Much has been written about verse 12, but the possible backdrop is the Lord’s teaching in Matthew 5.33. There the Pharisees sought to validate their word by invoking an oath, implicitly calling some judgment upon them if they spoke not the truth. In fact, they often swore by inanimate objects that were powerless to judge them and, therefore, some felt that they could carelessly break their oath. James cautions against that practice. As believers wait for the return of the Lord they ought to be marked by truthfulness. Their reputation should be such that there is no need for an oath to confirm that what they are saying is truth; all their speech should be so. He closes the verse by warning of the danger of hypocrisy, seen in believers who profess to be those who are declared righteous, yet their word cannot be expected to be truthful. It is a sad indictment upon saints if ‘yes’ does not mean ‘yes’, and ‘no’ does not mean ‘no’.
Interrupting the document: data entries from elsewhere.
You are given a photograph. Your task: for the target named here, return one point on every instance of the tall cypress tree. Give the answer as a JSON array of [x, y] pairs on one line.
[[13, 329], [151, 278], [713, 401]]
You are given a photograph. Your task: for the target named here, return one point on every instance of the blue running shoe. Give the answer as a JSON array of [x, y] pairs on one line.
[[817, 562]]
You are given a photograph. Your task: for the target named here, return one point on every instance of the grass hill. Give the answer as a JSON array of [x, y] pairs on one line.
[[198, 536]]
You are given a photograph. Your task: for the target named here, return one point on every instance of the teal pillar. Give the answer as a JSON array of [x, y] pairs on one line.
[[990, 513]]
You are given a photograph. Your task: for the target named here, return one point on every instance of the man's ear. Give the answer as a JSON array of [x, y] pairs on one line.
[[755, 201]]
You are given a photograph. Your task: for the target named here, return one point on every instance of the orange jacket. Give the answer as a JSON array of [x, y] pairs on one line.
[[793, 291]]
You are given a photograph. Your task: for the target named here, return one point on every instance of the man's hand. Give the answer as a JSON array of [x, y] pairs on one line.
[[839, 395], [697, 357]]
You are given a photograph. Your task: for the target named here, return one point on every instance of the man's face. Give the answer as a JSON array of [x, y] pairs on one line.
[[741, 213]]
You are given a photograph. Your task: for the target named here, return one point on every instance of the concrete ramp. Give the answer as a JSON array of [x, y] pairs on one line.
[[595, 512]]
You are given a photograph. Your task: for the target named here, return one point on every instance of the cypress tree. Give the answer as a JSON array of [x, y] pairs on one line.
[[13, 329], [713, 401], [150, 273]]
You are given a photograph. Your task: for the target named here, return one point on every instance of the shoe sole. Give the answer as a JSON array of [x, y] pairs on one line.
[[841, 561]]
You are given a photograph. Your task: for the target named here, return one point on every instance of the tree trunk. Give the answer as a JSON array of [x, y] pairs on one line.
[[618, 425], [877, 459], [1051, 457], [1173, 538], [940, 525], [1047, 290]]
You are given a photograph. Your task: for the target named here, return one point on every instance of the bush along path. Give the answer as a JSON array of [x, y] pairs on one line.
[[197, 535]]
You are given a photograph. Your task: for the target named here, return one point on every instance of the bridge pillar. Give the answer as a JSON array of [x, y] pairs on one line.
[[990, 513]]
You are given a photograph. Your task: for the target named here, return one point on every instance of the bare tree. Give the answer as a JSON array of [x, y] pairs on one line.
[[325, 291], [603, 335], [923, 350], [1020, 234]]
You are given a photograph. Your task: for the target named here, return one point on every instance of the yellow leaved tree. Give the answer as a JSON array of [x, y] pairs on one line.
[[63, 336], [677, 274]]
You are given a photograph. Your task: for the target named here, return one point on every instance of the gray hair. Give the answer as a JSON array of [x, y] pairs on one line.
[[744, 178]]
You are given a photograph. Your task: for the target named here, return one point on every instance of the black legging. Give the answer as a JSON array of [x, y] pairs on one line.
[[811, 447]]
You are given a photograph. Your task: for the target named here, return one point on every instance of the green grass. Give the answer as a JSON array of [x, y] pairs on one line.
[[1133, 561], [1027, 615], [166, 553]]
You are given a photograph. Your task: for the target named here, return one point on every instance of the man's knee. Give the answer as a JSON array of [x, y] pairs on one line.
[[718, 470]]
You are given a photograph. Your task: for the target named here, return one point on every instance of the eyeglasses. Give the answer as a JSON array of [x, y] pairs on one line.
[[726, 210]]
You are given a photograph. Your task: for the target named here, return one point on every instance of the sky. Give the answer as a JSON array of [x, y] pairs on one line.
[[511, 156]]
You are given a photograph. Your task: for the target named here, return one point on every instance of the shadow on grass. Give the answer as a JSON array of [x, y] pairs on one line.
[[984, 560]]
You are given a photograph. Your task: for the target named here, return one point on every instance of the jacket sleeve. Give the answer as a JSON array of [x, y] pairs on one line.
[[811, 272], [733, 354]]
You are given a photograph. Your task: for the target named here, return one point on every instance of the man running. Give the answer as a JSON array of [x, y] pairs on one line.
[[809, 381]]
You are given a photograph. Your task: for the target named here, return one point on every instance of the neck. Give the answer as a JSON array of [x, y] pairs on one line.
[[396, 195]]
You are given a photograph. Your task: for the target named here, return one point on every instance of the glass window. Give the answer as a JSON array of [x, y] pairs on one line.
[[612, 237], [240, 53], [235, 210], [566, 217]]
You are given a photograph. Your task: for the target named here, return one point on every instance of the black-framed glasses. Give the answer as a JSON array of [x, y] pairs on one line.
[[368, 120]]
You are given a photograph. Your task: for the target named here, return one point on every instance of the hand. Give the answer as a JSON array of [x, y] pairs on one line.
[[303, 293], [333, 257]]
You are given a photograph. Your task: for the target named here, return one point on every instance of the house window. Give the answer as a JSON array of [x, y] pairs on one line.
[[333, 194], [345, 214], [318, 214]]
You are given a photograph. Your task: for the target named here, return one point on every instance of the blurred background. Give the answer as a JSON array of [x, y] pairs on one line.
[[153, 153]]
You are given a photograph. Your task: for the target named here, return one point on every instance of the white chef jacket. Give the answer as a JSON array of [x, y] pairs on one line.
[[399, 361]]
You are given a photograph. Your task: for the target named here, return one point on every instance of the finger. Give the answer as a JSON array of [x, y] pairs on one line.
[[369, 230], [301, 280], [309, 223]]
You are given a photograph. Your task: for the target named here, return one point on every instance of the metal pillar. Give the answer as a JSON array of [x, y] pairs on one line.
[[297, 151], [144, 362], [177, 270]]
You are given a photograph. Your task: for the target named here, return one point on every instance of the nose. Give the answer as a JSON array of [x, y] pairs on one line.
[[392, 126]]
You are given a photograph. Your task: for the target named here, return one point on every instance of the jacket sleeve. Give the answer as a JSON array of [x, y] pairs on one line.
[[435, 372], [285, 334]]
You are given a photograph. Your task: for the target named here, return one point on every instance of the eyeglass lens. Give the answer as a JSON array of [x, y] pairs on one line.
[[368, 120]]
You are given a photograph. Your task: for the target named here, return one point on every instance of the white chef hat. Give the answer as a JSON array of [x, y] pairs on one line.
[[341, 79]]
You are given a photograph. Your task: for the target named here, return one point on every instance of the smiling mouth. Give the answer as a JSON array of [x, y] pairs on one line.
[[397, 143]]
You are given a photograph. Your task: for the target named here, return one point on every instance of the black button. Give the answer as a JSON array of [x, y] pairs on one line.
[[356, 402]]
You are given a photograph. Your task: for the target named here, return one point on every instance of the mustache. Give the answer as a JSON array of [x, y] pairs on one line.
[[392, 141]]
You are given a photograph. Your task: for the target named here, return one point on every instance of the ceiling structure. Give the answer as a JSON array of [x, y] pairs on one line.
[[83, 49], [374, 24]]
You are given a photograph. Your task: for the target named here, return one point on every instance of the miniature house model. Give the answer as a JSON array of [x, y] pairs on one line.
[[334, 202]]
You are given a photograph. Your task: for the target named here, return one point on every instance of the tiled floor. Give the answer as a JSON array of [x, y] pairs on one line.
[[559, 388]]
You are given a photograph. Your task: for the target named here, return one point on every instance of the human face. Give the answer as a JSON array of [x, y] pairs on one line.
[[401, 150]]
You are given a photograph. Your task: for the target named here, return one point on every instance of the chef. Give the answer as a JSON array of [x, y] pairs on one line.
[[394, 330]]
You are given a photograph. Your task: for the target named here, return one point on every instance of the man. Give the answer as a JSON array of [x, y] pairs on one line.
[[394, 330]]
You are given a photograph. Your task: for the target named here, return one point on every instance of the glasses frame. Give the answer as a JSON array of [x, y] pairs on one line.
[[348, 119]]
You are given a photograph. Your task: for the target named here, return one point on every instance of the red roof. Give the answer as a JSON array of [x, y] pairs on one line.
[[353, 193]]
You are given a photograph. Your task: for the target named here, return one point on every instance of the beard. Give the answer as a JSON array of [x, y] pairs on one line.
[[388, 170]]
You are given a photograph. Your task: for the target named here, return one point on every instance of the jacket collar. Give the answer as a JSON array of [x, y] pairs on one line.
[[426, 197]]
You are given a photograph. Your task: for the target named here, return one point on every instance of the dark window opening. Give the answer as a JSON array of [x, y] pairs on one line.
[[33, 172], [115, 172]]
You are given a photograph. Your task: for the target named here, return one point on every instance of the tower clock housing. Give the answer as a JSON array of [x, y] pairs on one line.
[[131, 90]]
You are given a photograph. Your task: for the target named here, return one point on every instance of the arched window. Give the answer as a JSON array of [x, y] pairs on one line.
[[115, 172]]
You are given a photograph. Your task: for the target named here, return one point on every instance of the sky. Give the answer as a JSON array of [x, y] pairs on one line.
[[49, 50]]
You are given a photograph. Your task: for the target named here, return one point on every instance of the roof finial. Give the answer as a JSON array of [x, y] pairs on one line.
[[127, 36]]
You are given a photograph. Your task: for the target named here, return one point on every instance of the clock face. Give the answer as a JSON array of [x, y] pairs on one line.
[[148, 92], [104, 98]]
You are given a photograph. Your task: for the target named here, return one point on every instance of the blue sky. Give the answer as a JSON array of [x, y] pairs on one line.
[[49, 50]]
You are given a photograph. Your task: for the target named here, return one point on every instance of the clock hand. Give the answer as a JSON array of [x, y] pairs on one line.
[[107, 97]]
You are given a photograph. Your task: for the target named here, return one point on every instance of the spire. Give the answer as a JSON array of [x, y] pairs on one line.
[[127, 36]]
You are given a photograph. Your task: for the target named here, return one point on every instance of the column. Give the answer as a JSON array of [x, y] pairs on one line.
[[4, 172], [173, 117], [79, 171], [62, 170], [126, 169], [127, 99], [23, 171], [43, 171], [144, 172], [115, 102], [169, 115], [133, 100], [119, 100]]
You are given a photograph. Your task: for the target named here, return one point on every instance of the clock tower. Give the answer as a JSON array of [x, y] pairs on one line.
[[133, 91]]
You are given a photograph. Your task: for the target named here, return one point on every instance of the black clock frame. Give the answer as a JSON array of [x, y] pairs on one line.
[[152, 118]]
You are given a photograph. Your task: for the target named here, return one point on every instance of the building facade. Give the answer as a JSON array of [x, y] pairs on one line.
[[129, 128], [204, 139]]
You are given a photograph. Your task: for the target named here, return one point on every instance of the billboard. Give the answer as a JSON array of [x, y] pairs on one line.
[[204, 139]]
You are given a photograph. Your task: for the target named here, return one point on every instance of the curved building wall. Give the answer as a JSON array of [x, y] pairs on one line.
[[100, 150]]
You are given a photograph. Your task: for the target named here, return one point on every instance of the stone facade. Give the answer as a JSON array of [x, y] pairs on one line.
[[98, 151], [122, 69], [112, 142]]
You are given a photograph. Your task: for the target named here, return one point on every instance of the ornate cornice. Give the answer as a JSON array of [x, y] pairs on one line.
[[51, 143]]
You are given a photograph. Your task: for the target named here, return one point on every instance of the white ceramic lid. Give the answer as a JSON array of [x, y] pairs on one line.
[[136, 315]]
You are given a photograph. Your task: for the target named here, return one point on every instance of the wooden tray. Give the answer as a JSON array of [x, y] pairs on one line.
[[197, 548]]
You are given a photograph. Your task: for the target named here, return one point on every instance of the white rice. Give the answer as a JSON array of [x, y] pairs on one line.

Verses 13-20: Prayer and Righteousness
In the final section of the chapter James deals with prayer in various ways. First he discusses a man who is sick, and for whom the elders of the assembly pray. Their believing prayer causes the man to be cured (vv 13-15). These are hard verses. It does not seem an adequate answer to say that these are simply ‘transitional verses’ yet, factually, not every sick believer who prays in faith is healed. Reading the context (particularly verse 16), the clue to the exposition seems to be the type of illness. It appears to have a spiritual cause. It may also, although one cannot be sure, have a spiritual element (in verse 15 the idea of sickness may include mental exhaustion). It must be accepted that, in every case of illness, God is able to heal, but it seems that God healed in a particular way on this occasion. The saints are then encouraged in prayer, both in confession and in supplication for each other. Elijah is given as an example of fervency in prayer, and in prayer being answered. It is wonderful to reflect upon the fact that God still answers prayer!
Finally, James closes his challenging letter by turning back to the great theme of exercising care toward our brethren. Verse 20 encourages the people of God in the worthy work of preserving spiritual life by guiding saints back from a wasted life. Such wise guides, with the ability to draw alongside (cf Gal 6.1) and provide appropriate guidance, are badly needed amongst the people of God today. The Book of James is therefore basic, but vital, on many levels. May its teaching provide a challenge in the day in which the reader is called to serve.